Thursday, June 14, 2012

Summer Sizzle: Heat Protection

We know being out in the sun for too long can cause a nasty sunburn if we neglect the proper skin protection.  We sometimes forget though, the harm the heat alone, can cause our bodies.  It's important to remember that children don't sweat like adults, so keep this in mind and monitor them whether they are playing in a sports game, on the playground, or with you on the beach and in other hot climate settings.

For more information about exercising in the heat, check out
 The University of Missouri's Q & A article

We are going to touch on 3 heat issues that can not only cause pain and discomfort, but can even lead to death if left untreated.

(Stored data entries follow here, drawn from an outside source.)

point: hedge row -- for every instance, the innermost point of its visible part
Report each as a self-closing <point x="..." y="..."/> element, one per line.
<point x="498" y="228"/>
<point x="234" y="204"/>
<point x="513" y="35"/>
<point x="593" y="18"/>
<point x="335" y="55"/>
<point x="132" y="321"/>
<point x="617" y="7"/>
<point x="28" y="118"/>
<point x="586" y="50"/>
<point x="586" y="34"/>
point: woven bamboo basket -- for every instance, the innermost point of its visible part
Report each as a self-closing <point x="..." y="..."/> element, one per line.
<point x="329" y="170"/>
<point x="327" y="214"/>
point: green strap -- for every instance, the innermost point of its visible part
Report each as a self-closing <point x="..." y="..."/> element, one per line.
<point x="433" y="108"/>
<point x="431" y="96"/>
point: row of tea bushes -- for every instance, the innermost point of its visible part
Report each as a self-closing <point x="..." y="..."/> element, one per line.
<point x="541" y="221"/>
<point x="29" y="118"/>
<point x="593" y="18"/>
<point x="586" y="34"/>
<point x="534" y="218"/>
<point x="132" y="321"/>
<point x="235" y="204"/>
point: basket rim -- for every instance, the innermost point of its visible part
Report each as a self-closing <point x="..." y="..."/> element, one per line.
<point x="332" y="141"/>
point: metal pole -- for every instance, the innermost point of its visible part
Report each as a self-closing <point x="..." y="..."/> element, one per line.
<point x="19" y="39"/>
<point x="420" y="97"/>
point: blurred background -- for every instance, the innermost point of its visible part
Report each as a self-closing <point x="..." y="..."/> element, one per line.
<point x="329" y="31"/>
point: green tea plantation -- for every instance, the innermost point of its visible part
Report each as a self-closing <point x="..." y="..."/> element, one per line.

The first of these 3 issues and the least hazardous, are heat cramps.  Although these are extremely painful, they are not a life threatening issue. Heat cramps are cause by a lack of adequate fluid intake during vigorous exercise in warmer than usual conditions. If Sally's soccer tournament occurs during the summer's essential you keep an eye on her fluid intake. If she experiences heat cramps-find a cool place for her to rest and have her drink fluids. Sometimes massaging the cramped muscle can help, but be aware that it is incredibly painful so be cautious to her needs.
A more severe heat concern is heat exhaustion, which can occur due to inadequate fluid intake and simply from being out in the heat too long. You may see symptoms including dehydration, weakness/fatigue, headaches, nausea, clammy skin, hyperventilation, and irritability. If any of these symptoms occur, seek the indoors and loosen or remove clothing. Take a cool (not cold) bath to reduce temperature and call your doctor if you are too tired or ill to eat or drink anything. Be aware that heat exhaustion can escalate to a heat stroke, which can be fatal.

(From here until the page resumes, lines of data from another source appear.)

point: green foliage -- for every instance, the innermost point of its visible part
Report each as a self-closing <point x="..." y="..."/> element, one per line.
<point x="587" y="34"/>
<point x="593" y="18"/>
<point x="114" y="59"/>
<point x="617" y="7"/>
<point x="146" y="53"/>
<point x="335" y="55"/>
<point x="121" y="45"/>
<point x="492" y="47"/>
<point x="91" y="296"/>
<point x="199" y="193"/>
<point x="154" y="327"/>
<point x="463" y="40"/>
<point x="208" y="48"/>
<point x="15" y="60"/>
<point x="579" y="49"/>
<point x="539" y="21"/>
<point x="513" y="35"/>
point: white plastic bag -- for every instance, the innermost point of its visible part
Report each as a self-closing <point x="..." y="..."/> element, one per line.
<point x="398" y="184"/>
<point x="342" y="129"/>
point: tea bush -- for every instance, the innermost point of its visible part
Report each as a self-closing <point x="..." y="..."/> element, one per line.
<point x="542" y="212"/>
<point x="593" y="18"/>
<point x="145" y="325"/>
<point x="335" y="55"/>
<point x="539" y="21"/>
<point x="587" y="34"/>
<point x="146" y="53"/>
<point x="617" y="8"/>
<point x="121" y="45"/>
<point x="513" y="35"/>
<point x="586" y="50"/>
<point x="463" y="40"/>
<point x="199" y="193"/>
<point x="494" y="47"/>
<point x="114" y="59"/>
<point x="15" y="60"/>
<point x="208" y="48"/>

For more information about heat exhaustion visit

Finally, the most severe heat concern is a heat stroke. Heat stroke is when your body loses the ability to regulate its own temperature and it can be fatal. It sometimes is the result of overdressing and participating in severe physical activity (ex. helmets, padding, baseball pants, etc. can contribute to higher core temperatures). Heat stroke can also occur if a child (or pet) is left or becomes trapped inside a car on a hot day. Cracking the window does not make a huge difference in the car - please don't leave your child or pet in the car unattended, especially on a hot summer day. Temperatures inside the car can reach more than 20 degrees warmer that the outdoor temperatures. Call 911 if your child is experiencing any of the following symptoms: flushed, hot skin, but not sweating; body temp of 105 degrees or more; severe headaches, weakness, dizziness, or confusion; extreme fatigue; seizures; decrease responsiveness; loss of consciousness. If these symptoms are apparent-call 911 and get indoors or find shade. Remove clothing and douse with cool water and do NOT give them fluids.

Summer outdoor activities are fun, but should be monitored.  Try finding some downtime in the shade or indoors to prevent any sun or heat issues.  Best wishes!